In an open letter to the Gannett board, MNG Enterprises, which is owned by the hedge fund Alden Global Capital, offered on Monday to pay $12 cash per Gannett share, a 23 percent premium on the company’s closing price on Friday. Gannett shares closed 21 percent higher in New York.

MNG said in its letter Gannett had “suffered from a series of value-destroying decisions made by an unfocused leadership team.”

Operating under the name Digital First Media, MNG owns around 200 publications, including The Denver Post and The San Jose Mercury News in California. It said it was Gannett’s largest shareholder, with a 7.5 percent stake.

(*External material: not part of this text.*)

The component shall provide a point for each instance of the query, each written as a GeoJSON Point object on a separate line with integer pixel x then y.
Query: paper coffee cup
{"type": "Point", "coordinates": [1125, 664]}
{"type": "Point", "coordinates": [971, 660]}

Gannett, which is based in McLean, Va., said in a statement its board would review the unsolicited proposal and that “no action needs to be taken” immediately.

Critics have described Alden as a “destroyer of newspapers” that is prone to “savage” layoffs, and as “one of the most ruthless of the corporate strip-miners seemingly intent on destroying local journalism.”

Alden’s bid comes amid a hollowing out of local newspapers across the country. Broader shifts in the media industry have devastated smaller publications over the past decade, with many closing and others reducing newsroom staffs and the number of times a week they are printed.

Gannett’s revenue has been relatively flat from 2014 to the end of 2017, but its profit has shrunk in that time to $97 million from over $280 million. The company has also cut its workforce sharply, including letting go many newsroom employees. A company overview from the end of 2015 recorded 19,600 employees. By the end of 2017, the figure was 15,300.

MNG did not outline how it planned to manage Gannett.